"Why are you cast down, O my soul? And why are you disquieted within me? Hope in God; For I shall yet praise Him, the help of my countenance and my God." Psalm 42:11
It is no secret that I dislike January. Every year I feel restless & start to question everything. I get cabin-fever, Vitamin D deficient missing the sunshine, discontent longing for spring and just generally BLUE.
Yesterday was no exception. I feel like I woke on the wrong side of the bed and could not find a way to make the day better. I was an impatient parent, a grumpy wife and stayed sour within my head all day long. I felt cooped up, sad, lonely, bored, miserable. I'm longing for Spring in the south and dreading the long cold winter of the north.

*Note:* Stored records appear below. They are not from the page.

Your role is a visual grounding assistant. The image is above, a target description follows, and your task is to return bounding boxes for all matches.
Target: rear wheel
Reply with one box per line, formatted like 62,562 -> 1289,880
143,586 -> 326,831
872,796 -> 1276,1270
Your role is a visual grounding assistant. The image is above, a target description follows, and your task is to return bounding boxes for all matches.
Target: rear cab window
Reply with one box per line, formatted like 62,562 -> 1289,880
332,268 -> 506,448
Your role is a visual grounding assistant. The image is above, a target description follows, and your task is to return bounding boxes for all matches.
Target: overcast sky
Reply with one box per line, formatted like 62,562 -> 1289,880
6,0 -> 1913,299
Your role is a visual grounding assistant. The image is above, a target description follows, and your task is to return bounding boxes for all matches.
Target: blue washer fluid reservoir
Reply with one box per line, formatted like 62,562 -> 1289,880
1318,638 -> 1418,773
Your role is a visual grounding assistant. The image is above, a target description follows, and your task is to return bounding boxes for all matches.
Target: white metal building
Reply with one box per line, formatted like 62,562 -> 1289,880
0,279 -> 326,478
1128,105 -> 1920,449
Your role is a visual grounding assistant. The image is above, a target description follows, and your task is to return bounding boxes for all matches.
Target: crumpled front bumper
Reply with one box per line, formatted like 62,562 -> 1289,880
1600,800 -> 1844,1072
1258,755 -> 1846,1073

I know I get this way every January. Its when we think we need to make new life plans, or start talking about travelling to some place warm. We spend a lot of time evaluating things, wondering why we are where we are in all aspects of life.
I woke this morning praying that today would be a better day. I'm not feeling it yet. I'm playing worship music over & over in hopes to inspire an attitude change. I'm paging through the Psalms, hoping to read that one verse that will transform my heart. There are many uplifting verses in Psalms, I see them, I read them... but today I do not feel them. I continue to read, to pray, to meditate... I know that He is right beside me, despite my mood, probably with His arms around me speaking comfort into my deaf ears.
Open my ears, Lord, that I may receive your comfort. Change my heart that I may receive Your joy and peace.